TAMPA, Fla. — Pale Blue has raised an extra $8.5 million in venture capital to mass-produce water vapor propulsion systems and upgrade the technology, the Japanese small satellite thruster developer announced June 4.
The funding is on top of the $7.5 million the four-year-old University of Tokyo spin-off raised in October in loans and the first phase of Series B venture financing.
Jun Asakawa, Pale Blue’s co-founder and CEO, said the enlarged Series B funding round would support the creation of a 2,000-square-meter plant in the Ibaraki region near Tokyo for producing its Resistojet thrusters, designed for satellites weighing less than 10 kilograms.
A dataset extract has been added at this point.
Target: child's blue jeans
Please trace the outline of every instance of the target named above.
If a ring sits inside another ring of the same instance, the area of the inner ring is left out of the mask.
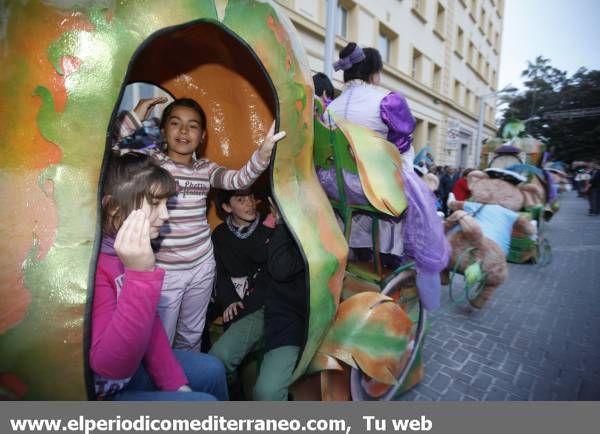
[[[174,350],[193,392],[164,392],[156,389],[142,364],[116,401],[227,401],[227,382],[223,364],[208,354]]]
Pale Blue successfully used Resistojet in orbit for the first time in March 2023, using jets of steam to move a tiny 6U cubesat.
Asakawa said several customers had flown satellites with the thrusters since then but did not name them.
The venture also plans to use the extra funds to accelerate the development of water-plasma propulsion technology for larger spacecraft up to 500 kilograms.
Also supported by a recent multiphase Japanese government grant worth up to $27 million, Pale Blue is developing water-based ion and hall-effect thrusters designed to use electricity and magnetic fields to accelerate propellant to improve efficiency.
Asakawa said the company aims to perform an in-orbit demonstration of the ion thruster next year and the hall-effect thruster in 2027.
Japanese early-stage investors Incubate Fund and Mitsui Sumitomo Insurance Venture Capital co-led the first phase of Pale Blue’s Series B funding round that closed in October, but did not participate in the extension.
Investors that joined in its latest funding round include Astart, Global Brain, Itochu Technology Ventures, Gogin Capital and Chibagin Capital.